To develop a clear personal brand, Mr. Towill recommends that advisors reflect on the following points:
B – Background, biography and business. What is your story, what is your business?

“This does not mean inventing anything new about you. I am talking about reaching inside you and identifying your unique history, your unique experiences, your unique gifts.

R – Reasons for what you do and how you act. These are your business beliefs and behaviours.
A – Actions you take/processes. This describes the client experience.
N – Niche. Who do you serve best? Your ideal client. Your “tribe.”

“You are the best financial advisor in the world for a certain group of people. At the same time, you are the worst financial advisor in the world for another group of people.” The trick is to identify this niche and approach them with a finely crafted message that will attract them.

D – Differences. Your focus. Your remarkable features. “What makes you different and better than the alternatives?”
Equipped with this insight, advisors can move to the next step: story telling.
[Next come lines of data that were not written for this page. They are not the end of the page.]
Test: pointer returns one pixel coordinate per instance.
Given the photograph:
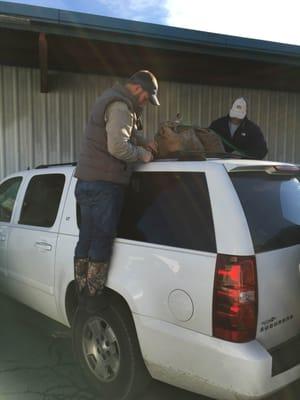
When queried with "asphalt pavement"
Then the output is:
(36, 362)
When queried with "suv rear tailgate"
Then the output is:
(271, 202)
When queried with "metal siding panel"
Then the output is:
(38, 128)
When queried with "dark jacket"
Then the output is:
(248, 138)
(95, 162)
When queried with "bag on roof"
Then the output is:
(174, 137)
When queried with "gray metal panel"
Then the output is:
(38, 128)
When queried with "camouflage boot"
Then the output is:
(80, 274)
(96, 279)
Mr. Towill explains that when clients are choosing to do business with an advisor, they don’t want information about products and professional designations. Instead, they want faith. “Faith in you…you don’t build faith with dry statistics and facts. You build faith by standing up and telling your stories. Telling real stories about who you are and what you do. This is what (branding) is really about,” he said. Stories help people to clearly understand you and what you are about.

Be authentic

As an example, he suggests that advisors tell the authentic story of why they chose their field. “Yes you became an advisor because it is a great profession that you can make money at, a lot of money at, and the clients know that, but what are the other reasons you became an advisor? What are the reasons, personally, for why you decided to make this your profession?”

He also suggested that advisors tell clients or prospects a story about difficult decisions that they have made and how they stood by them. This shows character as a person and a professional, he said.
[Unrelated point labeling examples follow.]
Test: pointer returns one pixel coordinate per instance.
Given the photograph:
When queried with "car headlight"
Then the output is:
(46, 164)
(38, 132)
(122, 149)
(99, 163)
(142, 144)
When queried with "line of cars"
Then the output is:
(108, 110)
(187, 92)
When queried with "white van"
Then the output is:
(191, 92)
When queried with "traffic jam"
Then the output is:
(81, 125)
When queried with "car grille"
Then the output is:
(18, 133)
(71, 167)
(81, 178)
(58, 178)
“Telling a story is a natural prompt for other individuals to tell theirs. Wouldn’t it be great if we went into every relationship with a client that we had where we had a mutual understanding of how each of us was going to act and react in difficult situations? …You’re involved in some very serious stuff with these people. It’s going to hit the fan. Wouldn’t it be great for each of you to know what it is going to be like when that time comes?”
Develop stories that portray you in a favourable, but true light, he advises. You can do this by answering questions such as, what is the need that you satisfy? What is your competence as a professional? What are you really good at? And, what are you the best at?”

Focus on strengths

He added that advisors should identify where they are best and then focus their business around these strengths. “Because that’s where you’re adding value. All the other things you can outsource or just not do.”

Focusing also helps people differentiate you from others. “People do not know the difference between your business model and another. They don’t know who they should be with. We need to give them clearer messages that allow them to make this decision.”

Build a personal branding statement around that skill, that unique talent that you have, he advises. Then, identify your “tribe”. These are the people with whom you share a common bond, or perhaps they have a common need that you can serve.

Tragedy turned to service

Mr. Towill told the story of one U.S. based financial planner, Mark Colgan who went through a tragic personal life experience and because of that changed his whole business model. In 2001, his wife died suddenly at age 28.

Even as a Certified Financial Planner, he was finding the legal and financial ramifications of the unexpected loss to be a complex process. This made him step back and wonder how regular people manage, recounted Mr. Towill.

Now Mr. Colgan specializes in financial planning for families, spouses and domestic partners suffering through the same experience. “This is the ‘tribe’ he identifies most strongly with. These are the people he wants to deal with…He’s very successful on a profit level, but also very successful because he is doing something different and making a difference.”